Photo of beetle on flowers - screenshot of the NEON: Open Data to Understand our Changing Ecosystems video
Dr. Cooke used the "Backyard Beetles and Pollinators" and the "Lichens in Diverse Landscapes" modules for her class.

At Greensboro College in North Carolina, students in Dr. Sandra Cooke's Ecology course used the Lichens in Diverse Landscapes and Backyard Beetles and Pollinators modules. Cooke says, "I like how these projects enable me to integrate authentic research into my undergraduate courses. I feel like I am providing my students with meaningful lab activities because they are collecting real data that will be used by scientists, rather than just doing a 'cookbook'-style lab that has been done many times over and often leads to predictable outcomes."

For the lichens project, Cooke's students explored the relationship between lichen presence and air quality parameters to determine if lichens could serve as an air quality bioindicator. Using both locally-collected data and NEON data, they created simple scatterplots of Lichen Index vs. nitrate deposition, Lichen Index vs. sulfate deposition, and Lichen Index vs. pH to visualize how these air quality metrics may correlate with Lichen Index. Cooke also developed one of the new NEON-centered projects focused on sapsuckers and their use of trees across diverse landscapes.

Connecting Local and Continental Data

EREN logo

Moving forward, EREN will continue to make the Flexible Learning Projects freely available for educators to use through 2021 and beyond. They are also continuing to add new learning modules. All six modules can be found at http://erenweb.org/eren-neon-flexible-learning-projects/. Archived recordings of the introductory webinars can also be accessed here.

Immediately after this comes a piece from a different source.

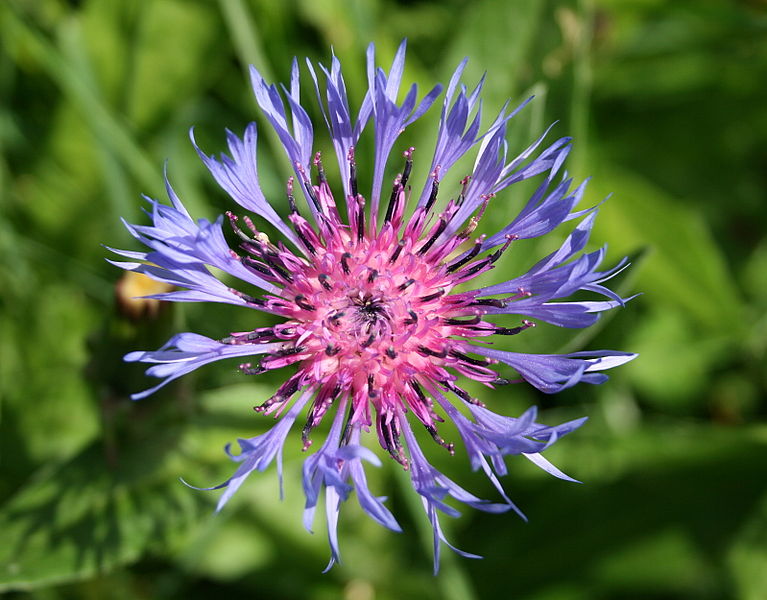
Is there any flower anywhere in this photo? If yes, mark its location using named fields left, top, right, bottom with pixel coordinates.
left=108, top=42, right=635, bottom=572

Anderson says that the value of the Flexible Learning Projects will go far beyond the pandemic. "I'm really excited that we had the opportunity to collaborate with NEON," she says. "The pandemic provided some opportunities for educational innovation that we want to keep and learn from. It also helped us to see where there are inequities in terms of where students have opportunities to access and work with large data sets. These projects will continue to be incredibly valuable, with or without the pandemic."

She is especially excited by the way the EREN-NEON Flexible Learning Projects connect continental-scale data with the hyper-local. She says, "NEON data provides context for local data collection. Students can connect what they are seeing locally with data collected at a larger scale, which allows them to see trends and possible mechanisms." She sees hyper-local data collection as the key to keeping students, and the public at large, interested in ecological questions. "One of the things that is really important in ecology going forward is that we center our science in community-relevant problems and the things people care about in their own local environments. These projects are meant to direct student attention to issues around biodiversity and ecological phenomena in their own communities, whether they are in urban or rural environments, working together on campus or alone in their own backyards. Keeping that focus on the local makes ecological questions personally relevant."